Genomics, MRSA and public health

Genomics is about more than humans

A lot of the time, when we talk about ‘genomics’ here at Nowgen, what we really mean is ‘human genomics’. We tend to be interested in how variations across the human genome (usually single letter changes, called ‘SNPs’ [say ‘snips’]) can alter a person’s likelihood of developing, or not developing, a particular condition.

Baby bugs


MRSA is meticillin-resistant Staphylococcus aureus. This bacterium often hits the headlines because it is resistant to a number of widely used antibiotics, causing infections that are difficult to treat.

MRSA is more common is healthcare settings, such as hospitals or nursing homes. People can carry MRSA on their skin without being ill themselves, but often the elderly, or people in hospital are more sensitive to infections.

In 2011 a mother and baby hospital in Cambridge identified a number of newborn babies infected by MRSA. They thought there was likely to be a link between the infections – a possible outbreak, as opposed to a co-incidental occurrence of unrelated cases. As standard procedure, the hospital carried out a deep clean and reinforced their infection-control policy and practice.

Nonetheless, four days after the deep clean, another infant was identified with MRSA.

Follow the DNA code

The hospital was able to isolate the DNA from every instance of MRSA that was found. Using the DNA they could read the genetic information from each instance; something that would not have been possible just a few years ago.

Bacteria’s DNA can change really quickly and there’s plenty of opportunity for the DNA to change, because they reproduce so fast. In optimum conditions, some bacteria can reproduce every 20 minutes; in a day a single bacterium could, if unhindered, produce a colony of 4.7×1021 bacteria – more cells than you have in your entire body!

By comparing the DNA of MRSA from different individuals, the researchers worked out how each instance was related, and confirmed that it really was an outbreak.
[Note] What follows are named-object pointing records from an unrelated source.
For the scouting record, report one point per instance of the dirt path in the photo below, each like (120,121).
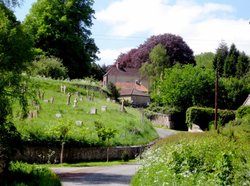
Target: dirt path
(119,175)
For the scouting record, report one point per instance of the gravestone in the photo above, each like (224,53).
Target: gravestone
(52,100)
(93,111)
(75,102)
(79,123)
(68,99)
(104,108)
(58,115)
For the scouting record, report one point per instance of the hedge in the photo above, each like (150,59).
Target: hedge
(203,116)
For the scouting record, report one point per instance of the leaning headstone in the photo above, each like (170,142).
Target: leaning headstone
(75,102)
(79,123)
(52,100)
(58,115)
(104,108)
(68,99)
(93,111)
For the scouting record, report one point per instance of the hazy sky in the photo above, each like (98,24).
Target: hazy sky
(121,25)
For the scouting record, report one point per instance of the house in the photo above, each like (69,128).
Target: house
(131,87)
(247,101)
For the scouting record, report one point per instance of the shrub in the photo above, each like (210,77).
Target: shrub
(25,174)
(203,116)
(195,159)
(242,111)
(48,67)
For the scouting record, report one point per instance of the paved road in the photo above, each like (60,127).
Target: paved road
(163,133)
(119,175)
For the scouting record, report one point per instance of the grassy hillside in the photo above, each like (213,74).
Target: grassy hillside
(123,128)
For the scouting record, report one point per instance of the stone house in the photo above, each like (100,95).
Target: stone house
(131,86)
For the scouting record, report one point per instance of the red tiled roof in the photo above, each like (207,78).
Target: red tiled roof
(127,88)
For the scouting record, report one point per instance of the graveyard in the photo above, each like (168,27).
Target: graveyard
(79,113)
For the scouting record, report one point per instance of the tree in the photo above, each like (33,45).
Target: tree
(178,51)
(205,60)
(15,51)
(231,61)
(243,65)
(48,67)
(220,58)
(158,61)
(62,29)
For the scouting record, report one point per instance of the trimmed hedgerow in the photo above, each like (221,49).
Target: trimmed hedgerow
(203,116)
(24,174)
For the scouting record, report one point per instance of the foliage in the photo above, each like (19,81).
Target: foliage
(205,60)
(185,86)
(204,116)
(48,67)
(45,129)
(25,174)
(114,93)
(242,111)
(178,51)
(15,50)
(195,159)
(62,29)
(232,92)
(231,63)
(158,61)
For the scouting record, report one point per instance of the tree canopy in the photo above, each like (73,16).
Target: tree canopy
(178,51)
(15,50)
(62,29)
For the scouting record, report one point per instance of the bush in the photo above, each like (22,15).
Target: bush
(242,111)
(48,67)
(25,174)
(203,116)
(195,159)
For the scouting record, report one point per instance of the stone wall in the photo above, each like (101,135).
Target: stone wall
(163,120)
(45,154)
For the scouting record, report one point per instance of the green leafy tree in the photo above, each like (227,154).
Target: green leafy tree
(48,67)
(220,58)
(62,29)
(243,65)
(185,86)
(231,61)
(158,61)
(205,60)
(15,51)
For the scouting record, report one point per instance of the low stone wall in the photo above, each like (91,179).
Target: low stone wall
(50,154)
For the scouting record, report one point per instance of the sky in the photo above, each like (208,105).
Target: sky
(121,25)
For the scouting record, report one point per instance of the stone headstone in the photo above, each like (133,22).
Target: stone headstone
(79,123)
(58,115)
(93,111)
(52,100)
(75,102)
(68,99)
(104,108)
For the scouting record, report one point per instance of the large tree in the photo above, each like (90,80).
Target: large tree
(178,51)
(15,50)
(62,28)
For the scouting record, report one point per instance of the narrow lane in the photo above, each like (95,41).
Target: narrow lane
(119,175)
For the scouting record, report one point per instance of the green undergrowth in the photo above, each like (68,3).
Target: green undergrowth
(209,158)
(109,128)
(23,174)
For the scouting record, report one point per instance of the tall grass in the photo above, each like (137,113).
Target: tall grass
(130,126)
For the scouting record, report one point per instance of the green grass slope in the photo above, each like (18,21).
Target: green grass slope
(111,127)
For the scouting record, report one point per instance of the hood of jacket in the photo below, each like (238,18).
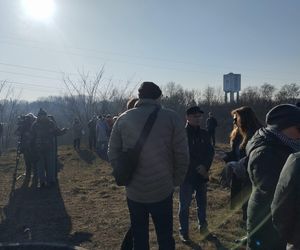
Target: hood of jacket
(262,137)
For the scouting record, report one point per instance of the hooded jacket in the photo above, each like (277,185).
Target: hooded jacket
(286,202)
(164,158)
(267,155)
(201,152)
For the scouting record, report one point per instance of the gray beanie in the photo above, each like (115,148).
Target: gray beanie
(149,90)
(283,116)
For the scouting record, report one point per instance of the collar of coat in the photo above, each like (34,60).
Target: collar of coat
(143,102)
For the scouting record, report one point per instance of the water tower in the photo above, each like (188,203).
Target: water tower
(231,86)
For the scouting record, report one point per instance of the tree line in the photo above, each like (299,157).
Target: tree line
(88,96)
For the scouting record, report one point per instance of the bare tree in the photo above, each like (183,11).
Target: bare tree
(267,92)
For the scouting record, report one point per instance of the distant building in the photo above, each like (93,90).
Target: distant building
(231,86)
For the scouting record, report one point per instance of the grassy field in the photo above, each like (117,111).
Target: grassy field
(87,209)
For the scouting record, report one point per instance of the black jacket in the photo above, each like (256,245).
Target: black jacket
(286,202)
(267,155)
(201,152)
(211,124)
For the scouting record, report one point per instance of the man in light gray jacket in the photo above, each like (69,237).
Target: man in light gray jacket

Furthermore, they were able to find out that a member of hospital staff was unwittingly spreading the infection, thus identifying the source of the outbreak. Once this member of staff was treated effectively, it stopped the spread of this outbreak.

Phylogenetic trees for an MRSA infection

Phylogenetic trees for MRSA infection

These pictures are called phylogenetic trees; they show how closely related things are – in this case, bacteria. The original instance of MRSA is in the middle; as the MRSA spread the DNA changed, and the extent of the change is reflected by how far from the middle (and how deep a shade of blue) that instance is on the tree. The left hand picture (D) shows the initial set of infections; the right hand picture (F) shows all of the instances of MRSA, including a number of different instances on the member of staff (shown with the red ‘H’), and two infections that occurred after the deep clean, through contact with that staff member.

The future

This approach to tracking an infection outbreak is new; previously, the technology did not really exist to do this. Screening the genome of MRSA means that it’s clear when there’s an outbreak and helps identify its source. In this case, the approach discovered why the outbreak continued, even after a deep clean of the affected ward(s).

Genome sequencing is not only quick, it’s also cost-effective. Each sample cost only £95 to analyse, whereas the total cost of the outbreak was estimated to cost the hospital in excess of £10,000. By identifying and treating the affected staff member, further infections were prevented, which meant that further costs were not incurred.

So, another important contribution borne out of our ability to really quickly read the genetic information contained in genomes.